Según yo pienso, la verdadera visión
mística no puede de ningún modo hacerse notar en nuestra conciencia. La visión
mística es una visión interior, y por lo tanto se presenta en nuestro interior,
en nuestro inconsciente. Por eso sostengo que los procesos de captación mística
se dan mayormente mientras dormimos, y en cierta forma puede decirse que todos
los seres vivos necesitan dormir no tanto para que sus órganos se recuperen del
desgaste diario como para que sus espíritus puedan conectarse diariamente con
el Todo. Los sueños, que se arriman a nuestra conciencia esquivamente y tienden
a olvidarse con facilidad, serían, según esta teoría, parte de la visión
mística que por error o no sé por qué se nos presenta en la conciencia, pero
que, precisamente por ser consciente, ha perdido todo valor místico.
Pero si la visión mística no puede
nunca surgir a la conciencia, ¿de qué nos sirve? Pues nos sirve de alimento, de
alimento a la intuición, que es la fuerza que nos impele a creer en algo sin
saber por qué creemos, o la que nos sugiere hacer algo sin saber por qué lo
hacemos. Esta fuerza es absolutamente consciente, ya que sentimos su influencia
en nuestra voluntad y en nuestra mente, pero sus motivos se mantienen lejos de
nuestra conciencia: son motivos místicos. La intuición es la planta que vemos y
la visión mística es el alimento inorgánico que la nutre y que no vemos por ser
sus partículas demasiado pequeñas para nuestros órganos perceptivos. Sin
minerales que la nutran, la planta moriría, y sin visiones místicas que la
nutran, nuestra intuición también perecería.

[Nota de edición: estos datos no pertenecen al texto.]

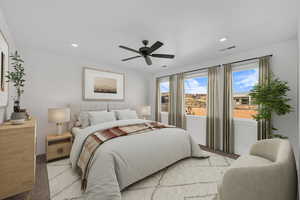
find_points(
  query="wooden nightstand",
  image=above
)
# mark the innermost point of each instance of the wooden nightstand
(58, 146)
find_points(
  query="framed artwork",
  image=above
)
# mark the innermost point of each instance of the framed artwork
(4, 61)
(102, 85)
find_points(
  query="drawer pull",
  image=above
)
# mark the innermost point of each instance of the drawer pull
(60, 150)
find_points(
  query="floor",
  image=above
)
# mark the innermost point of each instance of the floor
(41, 189)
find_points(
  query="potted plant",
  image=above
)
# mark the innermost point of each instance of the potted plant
(271, 98)
(16, 76)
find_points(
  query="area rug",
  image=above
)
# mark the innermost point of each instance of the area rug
(190, 179)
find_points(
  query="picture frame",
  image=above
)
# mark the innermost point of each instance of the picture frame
(103, 85)
(4, 66)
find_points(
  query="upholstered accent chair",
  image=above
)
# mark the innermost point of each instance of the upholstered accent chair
(267, 173)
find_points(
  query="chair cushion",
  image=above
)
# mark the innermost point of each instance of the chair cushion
(250, 161)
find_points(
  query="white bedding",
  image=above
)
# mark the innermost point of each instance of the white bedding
(124, 160)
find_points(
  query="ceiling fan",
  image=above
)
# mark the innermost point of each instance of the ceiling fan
(146, 52)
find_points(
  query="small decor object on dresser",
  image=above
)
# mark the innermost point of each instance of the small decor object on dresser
(102, 85)
(58, 146)
(59, 116)
(4, 54)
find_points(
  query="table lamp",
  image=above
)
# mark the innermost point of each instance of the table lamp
(59, 116)
(146, 111)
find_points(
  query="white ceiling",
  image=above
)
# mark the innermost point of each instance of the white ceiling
(190, 29)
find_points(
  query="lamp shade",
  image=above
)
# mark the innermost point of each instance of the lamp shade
(58, 115)
(146, 110)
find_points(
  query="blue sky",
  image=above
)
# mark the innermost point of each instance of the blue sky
(243, 81)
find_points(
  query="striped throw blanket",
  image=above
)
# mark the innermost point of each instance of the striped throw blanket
(94, 140)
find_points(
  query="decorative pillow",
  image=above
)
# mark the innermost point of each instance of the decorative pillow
(126, 114)
(98, 117)
(83, 119)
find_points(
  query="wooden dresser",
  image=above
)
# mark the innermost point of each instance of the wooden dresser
(17, 158)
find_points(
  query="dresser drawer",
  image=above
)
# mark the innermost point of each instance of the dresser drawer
(58, 150)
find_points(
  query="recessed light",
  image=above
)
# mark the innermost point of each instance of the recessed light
(74, 45)
(223, 39)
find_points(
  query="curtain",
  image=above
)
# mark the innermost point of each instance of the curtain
(264, 126)
(228, 135)
(157, 101)
(172, 101)
(180, 112)
(212, 118)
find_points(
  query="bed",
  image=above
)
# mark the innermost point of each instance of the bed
(122, 161)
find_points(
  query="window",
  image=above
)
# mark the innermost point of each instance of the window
(244, 77)
(164, 95)
(195, 89)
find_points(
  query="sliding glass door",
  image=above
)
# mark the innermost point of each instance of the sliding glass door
(244, 77)
(195, 97)
(164, 86)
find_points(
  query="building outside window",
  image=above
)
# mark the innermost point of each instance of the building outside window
(244, 77)
(195, 87)
(164, 95)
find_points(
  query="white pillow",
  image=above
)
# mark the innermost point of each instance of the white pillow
(83, 119)
(98, 117)
(126, 114)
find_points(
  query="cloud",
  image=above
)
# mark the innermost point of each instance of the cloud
(243, 81)
(164, 87)
(192, 86)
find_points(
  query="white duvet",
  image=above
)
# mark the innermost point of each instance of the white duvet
(122, 161)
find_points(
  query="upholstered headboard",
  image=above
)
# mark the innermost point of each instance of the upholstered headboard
(92, 106)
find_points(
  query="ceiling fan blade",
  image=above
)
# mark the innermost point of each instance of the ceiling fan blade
(154, 47)
(163, 56)
(148, 60)
(129, 49)
(131, 58)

Pretender que una visión mística es
susceptible de apreciarse con nuestros órganos sensitivos o con nuestro
intelecto consciente es como decir que nuestros estómagos están capacitados
para digerir la tierra. Aquel místico que deseare continuar tragándola, que lo
haga, pero sepa que así como la trague la cagará, sin provecho alguno ni para
su cuerpo ni para su espíritu --con excepción de los saludables efectos purgativos
que suelen acompañar a las ingestas telúricas y a los ascetismos extremos--[1].
[1] Según Vicente Fatone, en el pensamiento upanishádico, “si quiere
hablarse de estados de lo real –siempre como si lo real pudiese tener estados,
que no los tiene-- ha de decirse esto: los estados son cuatro: el de vigilia,
el de ensoñación, el de sueño profundo y el que está más allá del sueño
profundo; solo este último es el inexpresable, el inefable […]. Porque Brahman
es, por así decir, el misterio: misterio tremendo para nosotros en cuanto
estamos sumergidos en la ignorancia que cree ser conocimiento simplemente
porque es conciencia” (Obras completas,
tomo I, pp. 117-8). Según Fatone (p. 118), para los hindúes el conocimiento
puro tiene su imagen en el sueño profundo, “ese sueño que, según un canto, no
es «ni vivo ni muerto, sino un feto inmortal de los dioses»” (p. 134).